We're at an ASR show, and then Thrasher had a booth or whatever.
This is, I don't know, must have been six, seven years ago, and they had this big prominent
booth and people in there, and I walk in, and I got some shorts on and a t-shirt, and the
guys comes up to you, man, what are you doing?
Well, it looks like everybody else signed their cover, and they're like, well, what
do you mean?
I said, well, can I sign mine?
And they looked at me, dumbfound it, like, well, what do you mean you have a cover?
So, I walked all the way to the end of the board, like, where the dinosaurs are, and
I signed the cover.
I said, yeah, that's me.
This is a trendy one here, High Speed Productions, second issue February of 81, February of
81, second issue of Thrasher Magazine, High Speed brought us this, the Bible.
First issue with a skateboarder on it, an actual skateboarding photograph.
Big controversy on this cover was I was a SoCal board boy, and this is a NorCal mag,
sorry.
Those guys were all, it's a different country up there, we all know it.

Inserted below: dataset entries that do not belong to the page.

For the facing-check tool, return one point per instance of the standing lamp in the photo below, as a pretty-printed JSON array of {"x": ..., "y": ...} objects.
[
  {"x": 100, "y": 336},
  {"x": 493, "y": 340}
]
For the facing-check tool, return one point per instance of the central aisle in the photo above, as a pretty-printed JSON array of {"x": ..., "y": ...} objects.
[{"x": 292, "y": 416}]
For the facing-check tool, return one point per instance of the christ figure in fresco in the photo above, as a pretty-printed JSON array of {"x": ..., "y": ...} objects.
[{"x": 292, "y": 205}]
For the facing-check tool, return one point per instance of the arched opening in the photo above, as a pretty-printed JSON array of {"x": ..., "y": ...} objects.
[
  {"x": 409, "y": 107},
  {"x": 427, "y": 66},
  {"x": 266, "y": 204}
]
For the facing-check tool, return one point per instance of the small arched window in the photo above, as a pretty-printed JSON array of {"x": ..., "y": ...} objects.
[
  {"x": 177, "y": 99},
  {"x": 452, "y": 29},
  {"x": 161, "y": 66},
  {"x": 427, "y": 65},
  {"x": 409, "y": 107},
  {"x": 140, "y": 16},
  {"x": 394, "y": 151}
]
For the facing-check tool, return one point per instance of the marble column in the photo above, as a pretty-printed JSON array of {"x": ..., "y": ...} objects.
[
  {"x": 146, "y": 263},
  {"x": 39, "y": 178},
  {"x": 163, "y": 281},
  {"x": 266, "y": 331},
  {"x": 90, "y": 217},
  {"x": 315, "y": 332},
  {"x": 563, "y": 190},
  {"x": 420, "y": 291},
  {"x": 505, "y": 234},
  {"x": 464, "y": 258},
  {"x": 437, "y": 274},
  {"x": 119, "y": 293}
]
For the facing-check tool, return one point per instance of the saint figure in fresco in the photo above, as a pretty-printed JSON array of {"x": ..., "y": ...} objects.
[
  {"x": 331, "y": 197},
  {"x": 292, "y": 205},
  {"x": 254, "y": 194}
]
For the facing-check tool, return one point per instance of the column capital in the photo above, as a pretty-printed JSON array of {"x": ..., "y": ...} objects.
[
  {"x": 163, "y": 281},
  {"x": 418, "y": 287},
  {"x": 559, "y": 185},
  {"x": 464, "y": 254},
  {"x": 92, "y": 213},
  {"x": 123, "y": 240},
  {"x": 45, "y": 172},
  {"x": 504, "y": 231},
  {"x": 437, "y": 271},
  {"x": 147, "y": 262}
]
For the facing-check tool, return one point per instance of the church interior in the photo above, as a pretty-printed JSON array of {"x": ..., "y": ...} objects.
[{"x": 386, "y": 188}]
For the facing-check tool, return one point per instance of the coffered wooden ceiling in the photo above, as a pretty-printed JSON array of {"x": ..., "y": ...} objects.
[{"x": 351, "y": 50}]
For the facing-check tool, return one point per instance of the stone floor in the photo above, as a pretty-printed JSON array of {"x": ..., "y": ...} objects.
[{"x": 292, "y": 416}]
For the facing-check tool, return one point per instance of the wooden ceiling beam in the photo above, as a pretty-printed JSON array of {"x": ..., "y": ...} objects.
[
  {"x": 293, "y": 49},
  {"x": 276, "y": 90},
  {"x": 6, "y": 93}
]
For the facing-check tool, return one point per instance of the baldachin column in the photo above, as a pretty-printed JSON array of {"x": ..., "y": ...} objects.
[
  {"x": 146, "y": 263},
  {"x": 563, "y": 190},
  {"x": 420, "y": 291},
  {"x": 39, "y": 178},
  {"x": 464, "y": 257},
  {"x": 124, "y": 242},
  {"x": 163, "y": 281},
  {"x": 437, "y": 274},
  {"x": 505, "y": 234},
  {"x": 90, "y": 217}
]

So, back then, it was a, yeah, they couldn't believe they put a SoCal guy on there, and
especially from little Pasadena.
Strobel was one of the premier pros of his time, like, Andrew Reynolds or a soy of his
time, you know, just to pick two games out of thin air.
Top of his game, top of the class, professional skateboarder for that era.
So Thrasher comes out of nowhere.
They were the antithesis of everything that was Southern California, that was skateboarder
magazine, you know, and skateboarder magazine, they turned it into action now, action now
at horse riding and bike riding and all this alternative lifestyle bullshit that had nothing
to do with skateboarding, and Thrasher was a virus against that, like, fuck that shit.
This is punk, this is raw, we're doing this, and henceforth they named Thrasher.
It could have been anything, but instead, they went with the good old hardcore lap over
grind in the backyard pool.
Back to basics, basically, it's a long, long time, a long time ago, and it's good to see
Thrasher still around.
This one I've been skating, it was a really fun kind of keyhole, and great trannies, and
that wall there, there's a picture of tax in here that, as Jeff said, should have been
the cover.
Even an ollie over the stairs, that's pretty cool, actually, and it's raw, that's fun.